I’ve often cut through a lightly-used parking lot. That cuts my time on Western Avenue to about 1/3 of a mile, compared to 3/4 of a mile by the shortest all-road route. There’s an additional quarter mile on another stroad, Gorham Road, to get to Western Avenue. We also have a strategy for that segment…to be covered in an upcoming post.
So, no brainer, let’s take the parking lot cut-through, right? (Beware that busy parking lots can often be more dangerous than roads. Traffic is less orderly and sightlines can be bad. But this parking lot serves an office building with low occupancy, so it’s usually nearly deserted.)
That’s what I usually figure. But this time, I had a different idea. Before I left, I used Google Maps satellite view to review the intersection configurations.
Riding on stroads: better?
So which route will be the more relaxing? Sure, the nearly deserted parking lot will be more relaxing than the stroad anytime. But will avoiding one intersection and minimizing time riding on stroads necessarily make for a better experience? What exactly will be the difference in experience on Western Avenue? How would you know?
Hint: Look at the intersections. Specifically, look at how traffic turns onto Western Avenue (top left) in each case.
Check it out:
And the winner is…?
Using the “easier” parking lot route, I enter Western Avenue on a short green light. Motorists are very likely waiting in both through lanes to my right (red arrows). Soon after I turn, when they get their green light, I’ll almost certainly have traffic behind me in my lane. That traffic will not be able to pass me right away because there will still be traffic in the left lane too.
Compare this situation to turning onto Western earlier, at Gorham Road. There, traffic from any direction behind me enters in just a single lane, so the passing lane is guaranteed to be clear for a while after I turn. Motorists coming up behind me will have no problem changing lanes right away. Then, as I continue along Western, subsequent traffic from behind me also has plenty of time to see me and change lanes. Each passing driver clears the sightline for the person behind them, and so on.

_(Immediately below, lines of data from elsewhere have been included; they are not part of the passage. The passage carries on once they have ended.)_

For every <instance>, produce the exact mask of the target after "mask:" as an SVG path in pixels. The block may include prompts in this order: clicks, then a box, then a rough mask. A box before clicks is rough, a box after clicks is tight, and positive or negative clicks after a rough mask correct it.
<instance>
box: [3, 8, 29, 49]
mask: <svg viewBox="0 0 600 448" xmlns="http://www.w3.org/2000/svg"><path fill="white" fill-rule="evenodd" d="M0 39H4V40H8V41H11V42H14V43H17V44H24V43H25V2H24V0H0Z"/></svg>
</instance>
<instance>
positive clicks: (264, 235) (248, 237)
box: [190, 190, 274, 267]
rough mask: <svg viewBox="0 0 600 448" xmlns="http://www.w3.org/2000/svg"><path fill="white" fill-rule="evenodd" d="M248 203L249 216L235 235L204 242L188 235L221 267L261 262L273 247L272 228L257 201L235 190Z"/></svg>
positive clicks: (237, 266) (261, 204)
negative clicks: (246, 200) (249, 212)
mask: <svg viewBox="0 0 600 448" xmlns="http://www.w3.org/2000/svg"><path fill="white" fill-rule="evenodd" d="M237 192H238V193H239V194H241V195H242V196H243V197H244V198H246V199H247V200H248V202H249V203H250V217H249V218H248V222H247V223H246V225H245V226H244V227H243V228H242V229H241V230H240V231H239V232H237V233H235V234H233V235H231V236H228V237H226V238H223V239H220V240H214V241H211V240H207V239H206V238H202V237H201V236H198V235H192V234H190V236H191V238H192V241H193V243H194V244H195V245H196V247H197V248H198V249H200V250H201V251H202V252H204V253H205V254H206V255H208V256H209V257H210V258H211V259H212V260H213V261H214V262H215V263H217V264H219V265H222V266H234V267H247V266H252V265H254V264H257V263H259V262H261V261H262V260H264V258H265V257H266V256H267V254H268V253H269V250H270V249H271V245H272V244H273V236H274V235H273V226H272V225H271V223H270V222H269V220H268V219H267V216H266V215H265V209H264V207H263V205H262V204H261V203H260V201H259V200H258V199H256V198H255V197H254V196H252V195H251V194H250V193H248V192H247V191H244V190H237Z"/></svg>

Granted, I still have to go through the same Foden Road intersection. But even then, any motorist coming up behind me sees me ahead, and is likely to change to the left lane before the light, to avoid getting stuck behind me. When I take the parking lot route, turning left from Foden, drivers on Western have no idea that I am about to be ahead of them. They have no chance to avoid the delay. Then they are surprised, and sadly, in some cases, annoyed.
Counter-intuitively, the route that has me riding on stroads longer actually reduces motorists’ getting “stuck” behind me. It’s not my job to protect their emotions, but still, if I can set myself and everyone else up for an easier time, why wouldn’t I?
So, that day, I took the less intuitive route and spent more time on the stroad, and it was absolutely fine. I didn’t notice anyone needing to wait long, if at all, to change lanes to get around me. There was absolutely no incivility. Move along, nothing to see here. Just another day of ordinary bicycle transportation with CyclingSavvy.